To address these issues in the short and long term, Peña-Melnyk said she will introduce bills in the next legislative session to boost the budget of the Office of Minority Health and Health Disparities and to declare racism as a public health crisis in Maryland. Beyond that, she wants to see action, community engagement, and results.
“Anyone can propose a bill or make a resolution, but I want to have measurable goals,” said Peña-Melnyk, who is vice chair of the House of Delegates’ Health and Government Operations Committee. “I want to look at the chronic illnesses that affect the Latinx and the Black communities — diabetes, heart disease, high blood pressure. I want to put money into this effort, collect data, communicate, and work together to solve these problems.
“We need to make sure that these communities are not invisible anymore, that they get the care they need, that they can make not just a minimum wage but a living wage, and that they can live in a space where they can socially distance. We have our work cut out for us, but we’re ready. It will take a village to do this, and I’m counting on you to help us do that.”

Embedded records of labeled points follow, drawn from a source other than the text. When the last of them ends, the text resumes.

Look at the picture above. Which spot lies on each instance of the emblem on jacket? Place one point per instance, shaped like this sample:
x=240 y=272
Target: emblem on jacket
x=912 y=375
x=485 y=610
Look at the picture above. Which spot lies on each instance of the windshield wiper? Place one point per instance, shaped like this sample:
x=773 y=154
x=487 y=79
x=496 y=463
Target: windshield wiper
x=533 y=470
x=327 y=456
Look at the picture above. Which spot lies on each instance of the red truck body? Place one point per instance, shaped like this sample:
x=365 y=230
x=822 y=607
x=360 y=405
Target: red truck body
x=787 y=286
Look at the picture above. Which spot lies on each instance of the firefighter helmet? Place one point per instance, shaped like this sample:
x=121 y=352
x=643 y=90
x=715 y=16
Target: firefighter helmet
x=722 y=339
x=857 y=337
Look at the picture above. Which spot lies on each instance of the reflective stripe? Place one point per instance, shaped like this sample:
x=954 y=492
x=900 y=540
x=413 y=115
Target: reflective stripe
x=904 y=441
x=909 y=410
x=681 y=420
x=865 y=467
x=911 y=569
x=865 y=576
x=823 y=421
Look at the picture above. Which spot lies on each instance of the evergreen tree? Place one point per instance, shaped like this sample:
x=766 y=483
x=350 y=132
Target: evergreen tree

Rodriguez de Bittner added a real-world example to the discussion, relaying the story of a 25-year-old immigrant from Honduras who came to a health clinic complaining of a persistent cough. She said he is living in an apartment with 12 other men and that they rotate sleeping arrangements based on their work shifts, with three men using the same bed at different times of the day.

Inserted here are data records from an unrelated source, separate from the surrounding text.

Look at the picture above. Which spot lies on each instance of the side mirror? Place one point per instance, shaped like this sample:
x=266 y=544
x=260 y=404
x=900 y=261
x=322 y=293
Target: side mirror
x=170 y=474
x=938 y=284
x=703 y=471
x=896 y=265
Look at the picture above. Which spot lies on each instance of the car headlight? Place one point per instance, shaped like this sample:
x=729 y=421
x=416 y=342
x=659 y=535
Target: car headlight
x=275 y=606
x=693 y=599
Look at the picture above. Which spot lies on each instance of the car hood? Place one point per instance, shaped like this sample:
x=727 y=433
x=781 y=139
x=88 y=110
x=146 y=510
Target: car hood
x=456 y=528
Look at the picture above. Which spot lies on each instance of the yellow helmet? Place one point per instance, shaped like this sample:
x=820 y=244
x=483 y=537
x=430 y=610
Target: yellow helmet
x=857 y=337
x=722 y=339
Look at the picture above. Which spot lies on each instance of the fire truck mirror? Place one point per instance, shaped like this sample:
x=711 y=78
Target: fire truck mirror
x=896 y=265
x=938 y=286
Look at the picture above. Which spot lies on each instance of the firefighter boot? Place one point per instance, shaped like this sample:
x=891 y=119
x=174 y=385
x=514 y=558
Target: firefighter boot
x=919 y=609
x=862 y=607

“That's the way they can afford their housing,” she said. “This case illustrates what we’ve talked about with COVID-19 and the social determinants of health. Many of these patients have diabetes, hypertension, or asthma, things that put them at high risk for COVID. They’re in crowded living conditions, employed in public-facing occupations, and use public transportation.”
She said many undocumented Latinos might not go to health care clinics for fear of being reported to Immigration and Customs Enforcement for deportation and that many also lack the ability to read in Spanish or English. “So we provide them with wonderful patient education flyers, and we try to provide written education,” said Rodriguez de Bittner, who called for more support from the federal and state governments and the public at-large.
“We need new policies to protect immigrants during this crisis,” Rodriguez de Bittner said. “And if you take anything away from this panel, my call to you is to be an advocate for our community, to raise your voice and advocate for changes in legislation.”
Tapia also touched on the Latino community’s fears as she talked about recruiting participants for CVD’s COVID-19 clinic trials and making sure that when vaccines are available, they are effective for and accepted by hard-hit under-represented populations. Part of that is assuring transparency and addressing the climate of mistrust, she said.
“We’ve reached out for Latino trial volunteers, and the first response has been, ‘Why do you want us to participate now? We don’t want to be guinea pigs for white people. Why are you coming now to look for us?’ And the ‘why now’ is important, right? Because these populations have been disenfranchised and marginalized for so long. Why do we suddenly care about them?
“We have to confront those questions and say, ‘No, we’re not just coming to ask you to participate, we’re asking everyone to participate. And we’ve been able to get out really positive messages to the community that participation in these studies is so important.”